The current year is expected to go down in history as the sixth warmest year on record with prolonged drought in some regions, heavy rainfall and flooding in others and deadly typhoons in Southeast Asia.
But the human-induced global warming may not be the culprit with mischief being done by rising concentration of human populations and increasing infrastructure in the coastal region, scientists say.
The global mean surface temperature is currently estimated by the World Meteorological Organisation (WMO) to be 0.42 Celsius above the 1961-1990 annual average of 14C.
Many UN officials, agencies and reports blame human role in producing the greenhouse gases for global warming and the UN-backed Kyoto Protocol seeks to significantly reduce such emissions.
But just this week the WMO reported that no firm link can yet be drawn between human-induced climate change and variations in intensity and frequency of tropical cyclones.
The year also continues the pattern of sharply decreasing Arctic sea ice, with the September rate declining by some 8.59 per cent every decade, or 60,421 square kilometers per year.
The agency will not release final figures for 2006 until March, but preliminary findings show that, averaged separately, temperatures for the northern hemisphere (0.58C above a 30-year mean of 14.6C) are likely to be the fourth warmest and for the southern hemisphere (0.26C above a 30-year mean of 13.4C/56.12F) the seventh warmest in the instrumental record from 1861.
In both hemispheres, the period 1997-2006 averaged 0.53C and 0.27C above the 1961-1990 mean, respectively.
The beginning of 2006 was unusually mild in large parts of North America and the western European Arctic islands, though there were harsh winter conditions in Asia, Russia and parts of eastern Europe.
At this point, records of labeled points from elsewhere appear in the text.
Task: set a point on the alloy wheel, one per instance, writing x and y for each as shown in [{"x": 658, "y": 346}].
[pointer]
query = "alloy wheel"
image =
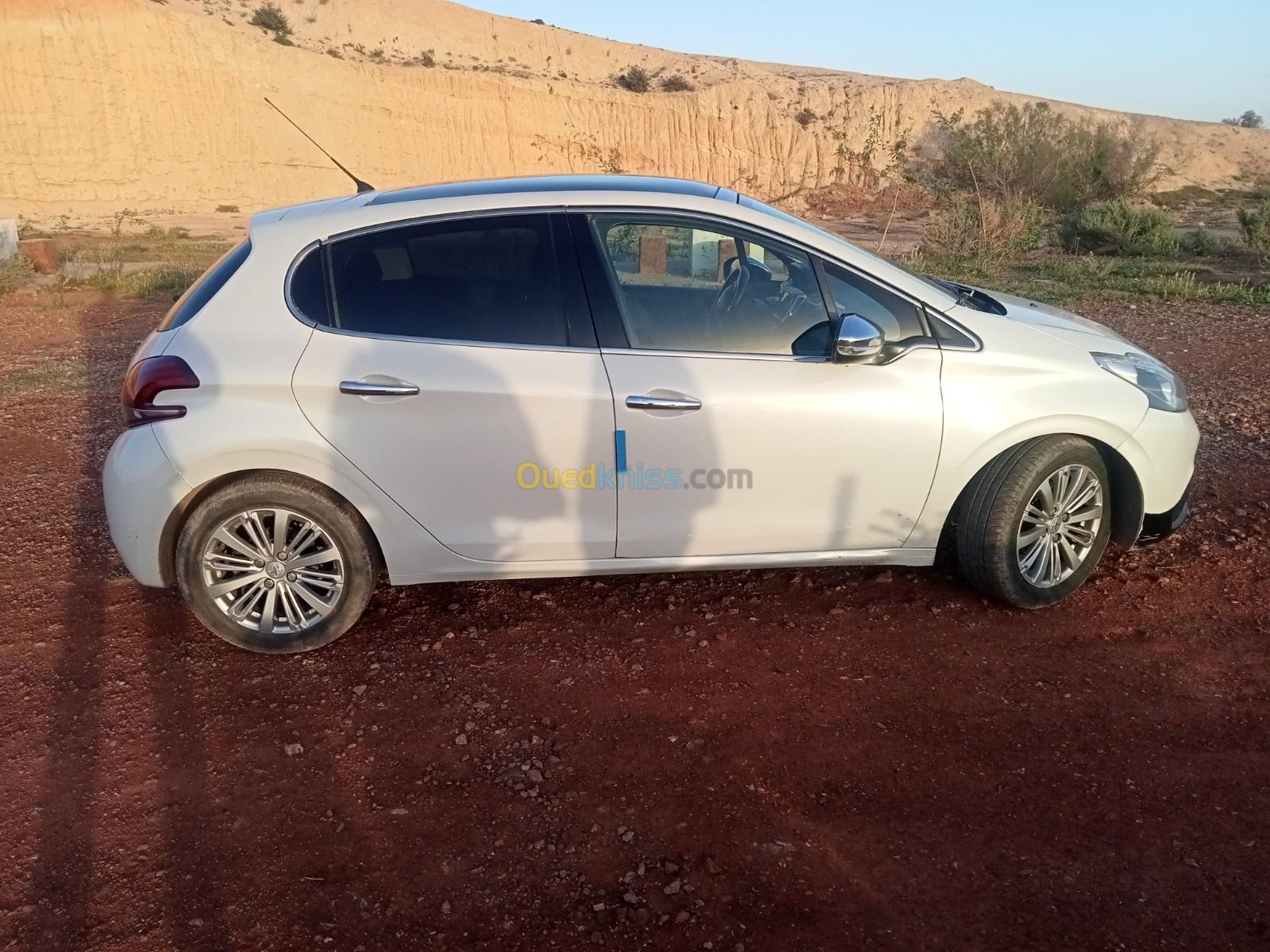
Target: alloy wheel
[
  {"x": 1060, "y": 526},
  {"x": 273, "y": 570}
]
Canada experienced its mildest winter and spring on record and the United States its warmest January-September on record.
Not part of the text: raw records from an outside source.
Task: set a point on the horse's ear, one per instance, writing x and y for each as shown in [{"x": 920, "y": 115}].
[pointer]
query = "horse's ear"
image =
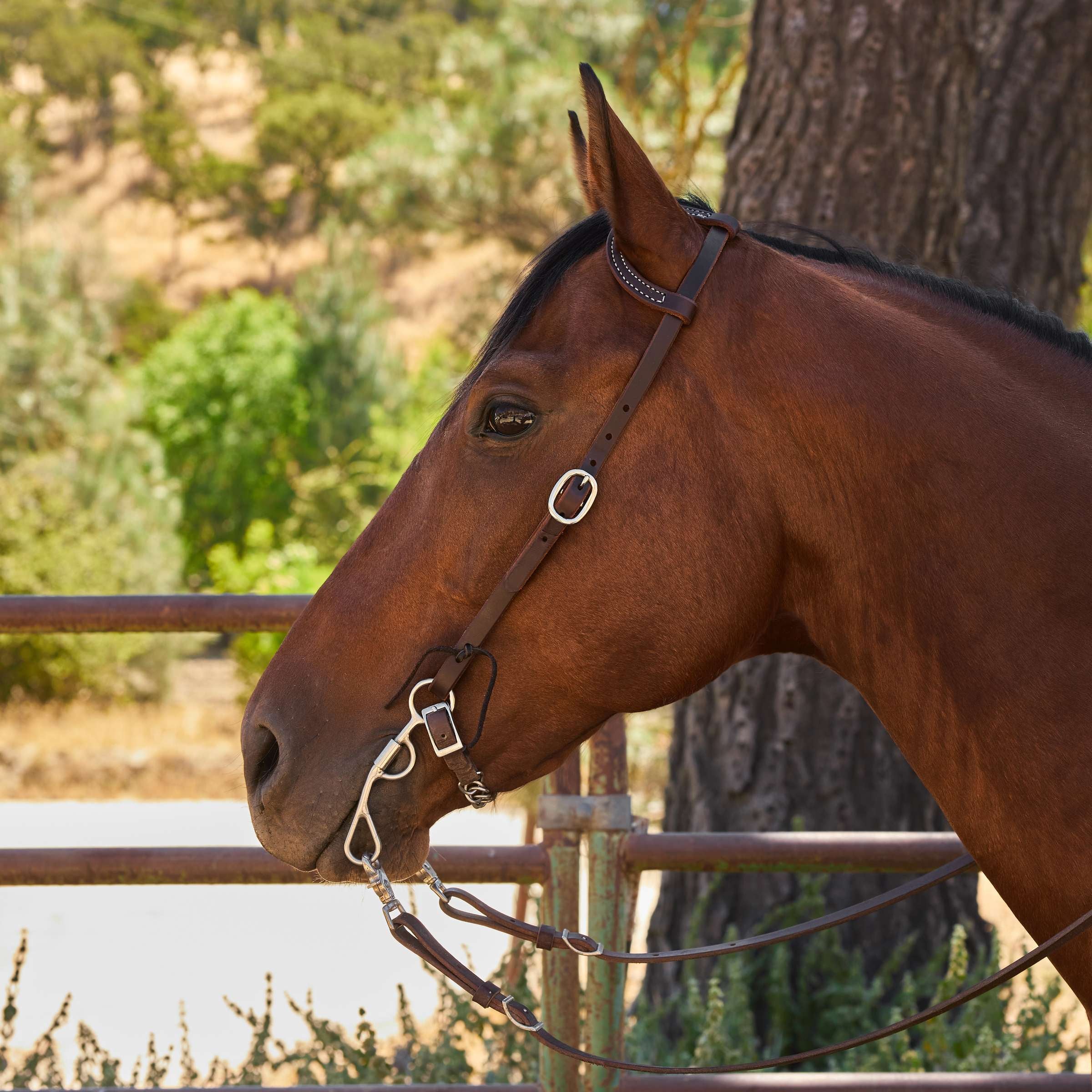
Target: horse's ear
[
  {"x": 652, "y": 230},
  {"x": 580, "y": 163}
]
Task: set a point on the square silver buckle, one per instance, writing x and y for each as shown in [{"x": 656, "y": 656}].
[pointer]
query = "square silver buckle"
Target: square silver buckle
[{"x": 458, "y": 745}]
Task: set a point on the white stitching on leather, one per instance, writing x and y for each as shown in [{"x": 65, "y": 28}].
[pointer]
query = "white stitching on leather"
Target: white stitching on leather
[{"x": 615, "y": 255}]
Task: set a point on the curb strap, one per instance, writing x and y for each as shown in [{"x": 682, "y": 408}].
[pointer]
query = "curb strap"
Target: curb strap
[
  {"x": 440, "y": 725},
  {"x": 409, "y": 931}
]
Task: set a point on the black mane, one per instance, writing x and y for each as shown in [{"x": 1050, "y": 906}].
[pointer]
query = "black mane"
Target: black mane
[{"x": 544, "y": 274}]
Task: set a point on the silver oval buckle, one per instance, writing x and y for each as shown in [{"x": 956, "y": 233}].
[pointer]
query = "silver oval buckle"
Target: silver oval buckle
[{"x": 589, "y": 500}]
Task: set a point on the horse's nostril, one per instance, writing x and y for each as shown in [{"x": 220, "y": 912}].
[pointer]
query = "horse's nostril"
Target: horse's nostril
[{"x": 269, "y": 754}]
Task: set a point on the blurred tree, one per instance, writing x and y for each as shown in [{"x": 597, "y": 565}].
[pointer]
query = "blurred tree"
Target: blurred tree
[
  {"x": 86, "y": 501},
  {"x": 959, "y": 136},
  {"x": 222, "y": 396}
]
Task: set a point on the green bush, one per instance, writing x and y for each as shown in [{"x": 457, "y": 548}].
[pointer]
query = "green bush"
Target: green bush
[
  {"x": 329, "y": 1055},
  {"x": 344, "y": 364},
  {"x": 268, "y": 569},
  {"x": 994, "y": 1033},
  {"x": 819, "y": 994},
  {"x": 332, "y": 503},
  {"x": 86, "y": 503},
  {"x": 222, "y": 397}
]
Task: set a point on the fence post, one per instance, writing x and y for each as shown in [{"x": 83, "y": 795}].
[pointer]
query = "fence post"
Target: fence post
[
  {"x": 561, "y": 1008},
  {"x": 609, "y": 900}
]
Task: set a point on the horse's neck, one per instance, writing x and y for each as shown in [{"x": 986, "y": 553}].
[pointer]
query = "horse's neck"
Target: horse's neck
[{"x": 940, "y": 517}]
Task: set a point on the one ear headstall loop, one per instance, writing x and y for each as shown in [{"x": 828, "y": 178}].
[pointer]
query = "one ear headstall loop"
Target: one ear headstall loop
[{"x": 681, "y": 304}]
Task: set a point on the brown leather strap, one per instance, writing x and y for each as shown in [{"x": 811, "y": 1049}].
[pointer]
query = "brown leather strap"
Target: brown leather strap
[
  {"x": 588, "y": 946},
  {"x": 410, "y": 932},
  {"x": 678, "y": 308}
]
Persistent extreme heat affected much of eastern Australia from late December 2005 until early March with many records being set, with the southern spring the warmest since seasonal records were first compiled in 1950.
Heat waves were also registered in Brazil from January until March and in several parts of Europe with record temperatures in July and August.
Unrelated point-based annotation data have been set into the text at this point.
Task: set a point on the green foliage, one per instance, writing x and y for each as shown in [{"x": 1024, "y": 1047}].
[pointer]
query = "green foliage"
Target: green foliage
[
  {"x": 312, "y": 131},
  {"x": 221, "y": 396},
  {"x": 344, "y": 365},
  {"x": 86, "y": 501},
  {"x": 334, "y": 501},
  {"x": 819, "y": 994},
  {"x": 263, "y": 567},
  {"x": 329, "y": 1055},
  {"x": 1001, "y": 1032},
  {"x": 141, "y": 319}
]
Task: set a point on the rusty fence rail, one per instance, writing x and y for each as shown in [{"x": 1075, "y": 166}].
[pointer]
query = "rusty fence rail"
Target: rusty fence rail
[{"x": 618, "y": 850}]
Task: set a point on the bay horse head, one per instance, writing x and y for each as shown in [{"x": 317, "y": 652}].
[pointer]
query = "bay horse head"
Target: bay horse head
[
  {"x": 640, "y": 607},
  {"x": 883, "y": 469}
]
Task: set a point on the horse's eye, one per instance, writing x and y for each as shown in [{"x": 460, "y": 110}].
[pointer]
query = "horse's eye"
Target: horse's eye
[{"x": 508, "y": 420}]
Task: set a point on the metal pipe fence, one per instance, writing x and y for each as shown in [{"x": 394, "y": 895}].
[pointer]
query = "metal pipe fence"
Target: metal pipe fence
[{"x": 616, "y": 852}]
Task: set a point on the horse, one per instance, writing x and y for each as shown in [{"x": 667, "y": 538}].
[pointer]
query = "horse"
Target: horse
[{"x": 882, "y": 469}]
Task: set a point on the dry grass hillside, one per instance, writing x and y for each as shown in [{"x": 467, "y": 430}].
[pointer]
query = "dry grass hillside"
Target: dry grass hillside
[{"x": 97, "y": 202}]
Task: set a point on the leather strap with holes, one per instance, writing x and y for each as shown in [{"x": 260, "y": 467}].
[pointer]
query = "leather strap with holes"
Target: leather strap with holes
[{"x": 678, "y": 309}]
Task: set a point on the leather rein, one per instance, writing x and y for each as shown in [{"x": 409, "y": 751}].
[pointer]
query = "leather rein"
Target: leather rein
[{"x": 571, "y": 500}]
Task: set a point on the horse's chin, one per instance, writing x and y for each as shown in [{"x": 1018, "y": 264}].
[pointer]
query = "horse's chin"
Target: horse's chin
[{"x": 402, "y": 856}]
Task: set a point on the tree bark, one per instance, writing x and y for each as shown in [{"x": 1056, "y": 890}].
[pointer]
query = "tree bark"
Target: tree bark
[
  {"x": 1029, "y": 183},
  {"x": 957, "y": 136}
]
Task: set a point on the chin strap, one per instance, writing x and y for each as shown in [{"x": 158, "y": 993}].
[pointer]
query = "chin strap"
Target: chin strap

Long-term drought continued in parts of the Greater Horn of Africa including parts of Burundi, Djibouti, Eritrea, Ethiopia, Kenya, Somalia, and Tanzania and at least 11 million people were affected by food shortages. Somalia was hit by the worst drought in a decade. Drought also affected China, southern Brazil, parts of the US while in Australia, lack of rain added to significant longer-term dry conditions.